I want to make a note of how Anne Carson language is structured, the sentences floating together. She uses next to no punctuation or only whenever punctuation is needed. She got it under her skin, (knows it by vein).

 

I reread her most likeable work of fiction, Autobiography of Red, a tale about the little red monster Geryon and the hero Herakles. As much as this is autofiction, it is a story of coming of age in love.

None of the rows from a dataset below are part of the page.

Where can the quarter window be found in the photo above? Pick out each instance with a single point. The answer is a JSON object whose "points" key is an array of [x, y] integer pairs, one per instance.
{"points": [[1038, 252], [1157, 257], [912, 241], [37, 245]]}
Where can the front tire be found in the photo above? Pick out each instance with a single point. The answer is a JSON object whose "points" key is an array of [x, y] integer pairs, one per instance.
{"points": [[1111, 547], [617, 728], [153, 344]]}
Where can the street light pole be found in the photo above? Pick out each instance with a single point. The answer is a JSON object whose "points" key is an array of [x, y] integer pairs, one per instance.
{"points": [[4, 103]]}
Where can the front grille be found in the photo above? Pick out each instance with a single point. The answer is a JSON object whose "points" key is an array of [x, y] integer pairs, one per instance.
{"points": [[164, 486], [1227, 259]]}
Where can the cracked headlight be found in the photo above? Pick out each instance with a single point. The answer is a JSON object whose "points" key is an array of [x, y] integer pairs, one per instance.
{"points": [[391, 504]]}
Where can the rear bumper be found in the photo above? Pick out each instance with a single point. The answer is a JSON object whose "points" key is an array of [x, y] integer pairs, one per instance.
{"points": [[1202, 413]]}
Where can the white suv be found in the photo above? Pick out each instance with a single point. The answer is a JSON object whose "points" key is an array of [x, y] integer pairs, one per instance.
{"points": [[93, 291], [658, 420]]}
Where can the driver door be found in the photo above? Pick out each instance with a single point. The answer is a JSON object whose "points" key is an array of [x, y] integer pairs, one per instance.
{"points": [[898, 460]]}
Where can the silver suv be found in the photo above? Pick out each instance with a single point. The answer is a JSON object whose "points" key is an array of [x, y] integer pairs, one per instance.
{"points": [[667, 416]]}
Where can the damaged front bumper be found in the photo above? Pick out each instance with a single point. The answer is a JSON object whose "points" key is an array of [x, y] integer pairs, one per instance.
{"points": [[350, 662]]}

I noticed in both The Glass Essay and Autobiography of Red that statements on boundaries flickers. In The Glass Essay the limits are either in meetings between people or describing means of oppression. She writes, two souls clasped there on the bed/ with their mortal boundaries. In Autobiography of Red she writes, [Geryon would] lie on his back. He lay very straight/ in the fantastic temperatures/ of the red pulse as it sank away and he thought about the difference/ between outside and inside./ Inside is mine, he thought. In bad times the body becomes a shell, a place to hide, whenever you need a little privacy

The novel is a bit about the relationship between Geryon and Herakles, but mostly it is about their shared moments of distance, oddly parallel to each other. So what’s it like fucking him now? asks Herakles new boyfriend Ancash. Degrading, answers Geryon.

 

I sit in the lost inventory of my dinner table, ketchup and broccoli, from here on now everything looks stupid. Stranger girls outside yelling drunk, me sober, trying to grab this, something with my numb makeup-face, staring, sweating, too much, burning cigarettes.

 

The grandmother of Herakles is an interesting figure, she is first introduced in the heat of a summer morning, Herakles stretched on the grass making sleepy talk./ My world is very slow right now, Herakles was saying. His grandmother sat at the picnic table/ eating toast and discussing death. She has something mythical to her character that usually comes with old age. She says of Virginia Woolf, I remember the sky behind her was purple she/ came towards me saying why are you alone in this huge blank garden/ like a piece of electricity?

 

On Sappho again.

The title poem begins work/ face/// if not, winter/ no pain, which is one of her poems I like the most, concentrated not on intense (dense) emotions, but on routine. On the routine of desire she writes, dewy riverbanks/ to last all night long, miming the same stability of the heavy banks and a nightly affair. She also writes,

 

gentle Atthis and in longing/ she bites her tender mind

do I still yearn for my virginity?

and on the eyes/ black sleep of night

girl sweetvoiced

 

The collection of fragments ends with just a long list of one-worded poems that makes a poem of its own, a vine that grows up trees/ channel/ dawn/ lyre lyre lyre/ transparent dress// makeup bag/ holder/ crossable/ I might go/ downrushing

 

So what is this, to sum it up going in circles: the routines of quiet girls. The everyday duties that will keep you sane and break you with a silence you don’t understand. Taking medicine, drinking water. I want to go back to the picture of my friend washing her forehead – looking tired unaware glancing at the mirror with her oily face. Tiny grace.

She works underpaid jobs and talks more about writing than she actually gets down to it. She likes american writers who have lost their mind at one point or another. She likes Hilton Als, Carrie Mae Weems, the first poems by Eileen Myles, juice, Nell Zink and others.